Evaluating the radiation dose of target organs of a laboratory mouse requires a glass dosimeter to be surgically inserted at the irradiated location. However, precisely inserting the glass dosimeter at the same location in different mice is rarely achieved, reducing the reliability of the measured radiation dose. To address this limitation, 3-D mouse phantom was developed using computed tomography scanning and 3-D printing technology. The radiation dose of target organs was assessed using four mouse models: laboratory mouse, 3-D mouse phantom, Monte Carlo N-Particle (MCNP) 3-D phantom, and MCNP simulation. In all the experiments, the brain, heart, lungs, and abdomen were irradiated with 100 mGy of measured air kerma at a 6 mGyh?1 air kerma rate.
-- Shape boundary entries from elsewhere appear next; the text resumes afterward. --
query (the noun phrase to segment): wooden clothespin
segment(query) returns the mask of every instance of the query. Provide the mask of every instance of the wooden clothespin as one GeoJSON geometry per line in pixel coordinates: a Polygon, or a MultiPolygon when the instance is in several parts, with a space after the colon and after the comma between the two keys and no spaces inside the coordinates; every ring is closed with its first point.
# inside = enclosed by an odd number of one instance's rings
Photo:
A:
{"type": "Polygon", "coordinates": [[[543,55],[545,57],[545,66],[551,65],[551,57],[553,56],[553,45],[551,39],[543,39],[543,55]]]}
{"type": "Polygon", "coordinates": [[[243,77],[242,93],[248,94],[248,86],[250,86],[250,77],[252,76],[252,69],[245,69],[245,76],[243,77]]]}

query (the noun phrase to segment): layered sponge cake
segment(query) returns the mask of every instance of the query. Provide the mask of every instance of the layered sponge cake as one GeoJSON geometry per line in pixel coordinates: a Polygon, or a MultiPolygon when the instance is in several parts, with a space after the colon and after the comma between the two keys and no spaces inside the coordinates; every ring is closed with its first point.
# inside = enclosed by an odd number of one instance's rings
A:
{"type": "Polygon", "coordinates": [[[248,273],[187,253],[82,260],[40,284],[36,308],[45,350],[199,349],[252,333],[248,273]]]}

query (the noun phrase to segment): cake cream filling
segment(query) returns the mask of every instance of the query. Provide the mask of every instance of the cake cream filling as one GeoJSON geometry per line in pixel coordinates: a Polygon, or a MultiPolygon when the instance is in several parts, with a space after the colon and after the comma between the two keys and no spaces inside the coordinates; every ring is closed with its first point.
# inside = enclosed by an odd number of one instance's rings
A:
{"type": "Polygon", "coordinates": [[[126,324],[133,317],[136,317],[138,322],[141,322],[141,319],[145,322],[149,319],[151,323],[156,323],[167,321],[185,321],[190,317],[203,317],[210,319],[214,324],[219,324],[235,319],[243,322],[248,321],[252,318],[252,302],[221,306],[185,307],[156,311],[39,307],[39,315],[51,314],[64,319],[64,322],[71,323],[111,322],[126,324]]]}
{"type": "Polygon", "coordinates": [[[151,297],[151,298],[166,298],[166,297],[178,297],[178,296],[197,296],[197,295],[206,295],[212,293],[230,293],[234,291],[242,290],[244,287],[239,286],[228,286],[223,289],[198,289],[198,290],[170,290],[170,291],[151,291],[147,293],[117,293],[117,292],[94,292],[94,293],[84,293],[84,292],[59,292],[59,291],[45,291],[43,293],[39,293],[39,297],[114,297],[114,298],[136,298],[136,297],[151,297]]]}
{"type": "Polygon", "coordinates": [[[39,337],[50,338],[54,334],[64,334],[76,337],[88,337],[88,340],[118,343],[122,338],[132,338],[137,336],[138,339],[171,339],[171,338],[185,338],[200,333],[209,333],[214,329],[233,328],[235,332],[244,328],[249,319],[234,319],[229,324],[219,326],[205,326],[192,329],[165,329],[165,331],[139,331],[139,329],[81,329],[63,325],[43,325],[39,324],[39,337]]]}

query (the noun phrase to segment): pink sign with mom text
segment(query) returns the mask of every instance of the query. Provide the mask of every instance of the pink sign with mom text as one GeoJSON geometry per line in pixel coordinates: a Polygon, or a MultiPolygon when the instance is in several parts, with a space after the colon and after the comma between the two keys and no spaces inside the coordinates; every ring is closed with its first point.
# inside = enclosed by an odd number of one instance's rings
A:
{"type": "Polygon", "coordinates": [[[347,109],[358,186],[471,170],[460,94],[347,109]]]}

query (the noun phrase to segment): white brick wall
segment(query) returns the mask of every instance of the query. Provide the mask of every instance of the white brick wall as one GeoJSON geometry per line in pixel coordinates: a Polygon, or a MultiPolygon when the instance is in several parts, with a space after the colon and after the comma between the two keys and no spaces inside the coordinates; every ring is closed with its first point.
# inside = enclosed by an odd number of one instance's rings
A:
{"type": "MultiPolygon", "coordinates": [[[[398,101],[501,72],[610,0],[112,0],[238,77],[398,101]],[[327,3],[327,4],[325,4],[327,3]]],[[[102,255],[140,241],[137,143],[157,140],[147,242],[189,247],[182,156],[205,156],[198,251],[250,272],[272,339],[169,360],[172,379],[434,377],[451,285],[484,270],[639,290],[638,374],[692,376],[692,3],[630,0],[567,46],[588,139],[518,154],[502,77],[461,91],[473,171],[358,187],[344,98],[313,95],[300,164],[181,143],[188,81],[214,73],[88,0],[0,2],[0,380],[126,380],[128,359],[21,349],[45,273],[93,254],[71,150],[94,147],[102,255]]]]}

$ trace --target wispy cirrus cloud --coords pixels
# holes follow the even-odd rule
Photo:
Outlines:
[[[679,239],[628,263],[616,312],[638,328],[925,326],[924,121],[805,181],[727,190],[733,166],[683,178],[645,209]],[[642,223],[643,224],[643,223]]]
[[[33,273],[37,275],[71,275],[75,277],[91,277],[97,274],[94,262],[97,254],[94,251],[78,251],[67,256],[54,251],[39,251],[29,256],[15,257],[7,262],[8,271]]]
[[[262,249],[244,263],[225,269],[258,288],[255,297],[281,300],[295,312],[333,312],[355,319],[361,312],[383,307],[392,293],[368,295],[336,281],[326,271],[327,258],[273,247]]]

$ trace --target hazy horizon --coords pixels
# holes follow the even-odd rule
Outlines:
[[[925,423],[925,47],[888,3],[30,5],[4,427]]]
A small volume glass dosimeter was inserted into the mouse models to assess the radiation dose, and the reliability of the glass dosimeter reading system was evaluated using the dose-response curves. The dose values of the laboratory mouse and 3-D-printed mouse phantom were found to differ by up to 3.3 %. This study provides a method to accurately measure the radiation dose to target organs, enhancing the reliability of pre-experiments.